Christyna edges her way down the side sleeper’s hall. Back in his room she hovers, gauging his breath, which is shallow, barely there. She feels the euphoria being replaced with something heavy. It’s too soon for the sleeping pills to kick in. She should go. She should just leave. Now. His room is so close to the door that leads down the stairs and outside.
He’s too kind. She says the right things and that, and that alone, makes him think she matters. Because he hasn’t been laid in a year or more and she followed him home like a puppy. She shouldn’t draw it out and begin to do that thing where she bleeds him dry gradually, where she takes things that are insignificant for no reason other than to take them. She already has his chequebook and that is all she needs besides the shower, and the food, and the bed, and the warmth.

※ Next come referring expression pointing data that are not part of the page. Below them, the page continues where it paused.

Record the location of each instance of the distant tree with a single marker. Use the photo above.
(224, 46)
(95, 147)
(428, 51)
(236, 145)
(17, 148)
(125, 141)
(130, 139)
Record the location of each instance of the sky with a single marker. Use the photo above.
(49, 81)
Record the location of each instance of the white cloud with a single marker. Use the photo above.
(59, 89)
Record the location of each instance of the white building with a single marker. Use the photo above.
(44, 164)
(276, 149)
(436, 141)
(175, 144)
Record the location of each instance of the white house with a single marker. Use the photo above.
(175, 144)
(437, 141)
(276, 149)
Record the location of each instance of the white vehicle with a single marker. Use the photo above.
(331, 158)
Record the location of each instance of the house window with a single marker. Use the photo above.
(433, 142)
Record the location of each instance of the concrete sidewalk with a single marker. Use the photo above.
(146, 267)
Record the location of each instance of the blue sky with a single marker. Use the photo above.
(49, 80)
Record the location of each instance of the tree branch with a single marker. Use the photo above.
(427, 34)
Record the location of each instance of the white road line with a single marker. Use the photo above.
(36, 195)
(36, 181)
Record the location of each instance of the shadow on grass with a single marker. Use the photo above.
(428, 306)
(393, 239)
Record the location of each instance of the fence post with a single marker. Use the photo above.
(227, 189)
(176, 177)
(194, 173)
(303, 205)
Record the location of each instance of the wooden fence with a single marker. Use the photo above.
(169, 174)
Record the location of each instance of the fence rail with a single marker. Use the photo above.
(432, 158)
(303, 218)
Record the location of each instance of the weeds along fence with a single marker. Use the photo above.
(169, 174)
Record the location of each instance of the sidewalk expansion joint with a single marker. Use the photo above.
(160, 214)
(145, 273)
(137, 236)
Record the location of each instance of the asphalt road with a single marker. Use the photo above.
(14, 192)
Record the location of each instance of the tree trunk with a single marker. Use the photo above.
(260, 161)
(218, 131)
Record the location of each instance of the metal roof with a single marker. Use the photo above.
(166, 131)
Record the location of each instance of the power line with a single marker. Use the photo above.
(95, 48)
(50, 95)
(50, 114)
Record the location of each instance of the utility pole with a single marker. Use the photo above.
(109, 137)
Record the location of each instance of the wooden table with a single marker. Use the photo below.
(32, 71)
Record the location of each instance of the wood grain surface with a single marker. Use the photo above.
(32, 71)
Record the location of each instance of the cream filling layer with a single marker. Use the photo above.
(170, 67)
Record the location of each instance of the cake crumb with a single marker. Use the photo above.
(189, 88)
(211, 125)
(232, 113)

She shouldn’t let him love her even for a moment. She shouldn’t let him come on her breasts, which he will eventually, and call her a whore, which he’ll also do. She knows he is a good person. A boring one, and not particularly well off in comparison to others she has known, but not above realizing he’s being used, duped. He will find out her lies and he won’t love her then.
She takes each step slowly, one foot and then the other, around his room, around the sleep of this strange, unfamiliar, unsuspecting man. She slips the ring off her finger and it falls into her purse without a sound, and in that moment all the fears and the feelings vanish.

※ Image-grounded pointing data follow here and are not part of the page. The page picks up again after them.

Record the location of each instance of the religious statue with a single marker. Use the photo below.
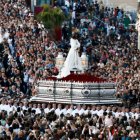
(73, 61)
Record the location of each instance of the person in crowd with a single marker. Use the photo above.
(28, 52)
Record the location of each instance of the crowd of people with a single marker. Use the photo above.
(28, 52)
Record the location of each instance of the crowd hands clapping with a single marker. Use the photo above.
(27, 53)
(31, 121)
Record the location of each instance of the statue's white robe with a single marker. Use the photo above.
(73, 60)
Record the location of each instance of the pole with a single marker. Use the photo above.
(138, 14)
(139, 40)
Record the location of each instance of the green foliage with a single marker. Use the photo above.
(51, 17)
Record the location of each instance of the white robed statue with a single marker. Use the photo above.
(73, 61)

She lies down and presses her mouth against his neck, which is turned away from her. He smells like milk and dry leaves, and the paprika of sweat. She can sleep now. She will sleep. The side sleeper has been to Niagara Falls and Christyna has been to Niagara Falls; it’s possible they were there at the same time. Maybe she Melon Dropped him on his honeymoon. “Who was she?” Christyna wonders about the woman who wore the ring. “Why did she leave it, and why did he keep it, and why do I want it when I can’t remember his name?” These are the things the back sleeper thinks just before she feels herself going under, a faint taste, a little like poison, lining her gums.